Flying is dying?
Na de zomeroogst van allerlei akkergewassen zijn de boeren tegenwoordig verplicht om het uitspoelen van stikstof uit de akkers tegen te gaan. Het grond- en oppervlaktewater staat er niet al te best voor in Nederland, dus moeten er zogenaamde vanggewassen gezaaid worden. Deze mooie naam krijgen gewassen zoals onder anderen mosterdzaad, gras en wintertarwe. Deze tijdelijke gewassen nemen de stikstof uit de grond op en leggen deze vast in de plant, zodat met regen in de herfst- en wintermaanden de stikstof niet uitspoelt in grondwater en sloten.
Soms wordt het mosterdzaad zodanig vroeg gezaaid dat de akkers eind september volop in bloei komen. Onze honingbijen zijn geprogrammeerd op een voorkeur voor stuifmeel en nectar halen boven broedzorg.

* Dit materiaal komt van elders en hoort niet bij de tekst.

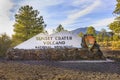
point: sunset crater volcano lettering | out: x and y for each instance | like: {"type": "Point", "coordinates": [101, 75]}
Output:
{"type": "Point", "coordinates": [55, 38]}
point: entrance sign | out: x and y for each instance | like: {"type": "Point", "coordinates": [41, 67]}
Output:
{"type": "Point", "coordinates": [57, 40]}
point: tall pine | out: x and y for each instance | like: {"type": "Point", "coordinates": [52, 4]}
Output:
{"type": "Point", "coordinates": [115, 26]}
{"type": "Point", "coordinates": [27, 24]}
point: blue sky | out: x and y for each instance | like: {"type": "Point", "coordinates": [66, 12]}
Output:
{"type": "Point", "coordinates": [72, 14]}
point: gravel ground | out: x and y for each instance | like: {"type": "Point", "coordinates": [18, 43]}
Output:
{"type": "Point", "coordinates": [56, 70]}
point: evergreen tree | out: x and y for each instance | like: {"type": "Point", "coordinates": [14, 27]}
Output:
{"type": "Point", "coordinates": [5, 43]}
{"type": "Point", "coordinates": [115, 26]}
{"type": "Point", "coordinates": [27, 24]}
{"type": "Point", "coordinates": [91, 30]}
{"type": "Point", "coordinates": [60, 28]}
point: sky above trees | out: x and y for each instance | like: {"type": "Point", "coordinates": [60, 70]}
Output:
{"type": "Point", "coordinates": [71, 14]}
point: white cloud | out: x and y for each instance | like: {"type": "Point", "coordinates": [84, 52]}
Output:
{"type": "Point", "coordinates": [5, 22]}
{"type": "Point", "coordinates": [71, 18]}
{"type": "Point", "coordinates": [103, 23]}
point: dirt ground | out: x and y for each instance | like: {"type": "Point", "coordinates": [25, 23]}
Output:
{"type": "Point", "coordinates": [54, 70]}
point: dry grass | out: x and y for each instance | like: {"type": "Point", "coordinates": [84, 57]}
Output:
{"type": "Point", "coordinates": [15, 70]}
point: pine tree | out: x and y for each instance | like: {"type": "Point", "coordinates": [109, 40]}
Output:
{"type": "Point", "coordinates": [27, 24]}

Ze blijven doorgaan tot de laatste cel gevuld is. Desnoods worden de eitjes verzopen in de eigen nectar. Echter….. het is inmiddels oktober. De inwintering is vorige maand afgesloten en wanneer het goed is, zitten 7 ramen vol wintervoer bij eenbaksvolken en 10 tot 12 ramen bij tweebaksvolken. De overige lege cellen, verspreid over 5 ramen, zijn voorbestemd voor de winterbijen, die deze lege cellen nodig hebben om straks een compacte wintertros te vormen.
Echter winterbijen ontstaan in augustus, september en oktober wanneer ze geen actieve rol meer spelen als voedsterbij en zeker niet als haalbij. In de fase van voedsterbij worden eiwitreserves aangesproken. Zijn die reserves uitgeput, dan komen de huisbijen in de vliegbijfase terecht en daarmee eindigt hun werkzame leven na ongeveer 800 kilometer vliegen. Voor de eenvoud laat ik hier de termen juvenielhormoon en vitellogenine buiten beschouwing. Mocht je hierover meer willen weten, lees dan dit artikel uit Imkerpedia.
Wanneer de bijen in september of oktober alsnog verleid worden door de bloemen van het mosterdzaad om stuifmeel en nectar te gaan halen, dan wordt een deel van de huisbijen (die al klaar waren als winterbij) alsnog de eindigende levenstunnel ingestuurd als vliegbij. Na vele dagen of weken vliegen zit de technische levensduur van 800 km erop en sterven deze bijen alsof ze zomerbij waren. Feitelijk worden de winterbijen dus zomerbij door deze verlengde zomer vanwege het onnatuurlijk laat bloeiende vanggewas. Flying is dying, de titel van dit blogbericht, lijkt hiermee voor onze honingbij een waarheid te worden.
Het is te hopen dat deze volken nog wat ruimte overhouden om een broednestje aan te houden als compensatie voor het verlies van de vliegbijen.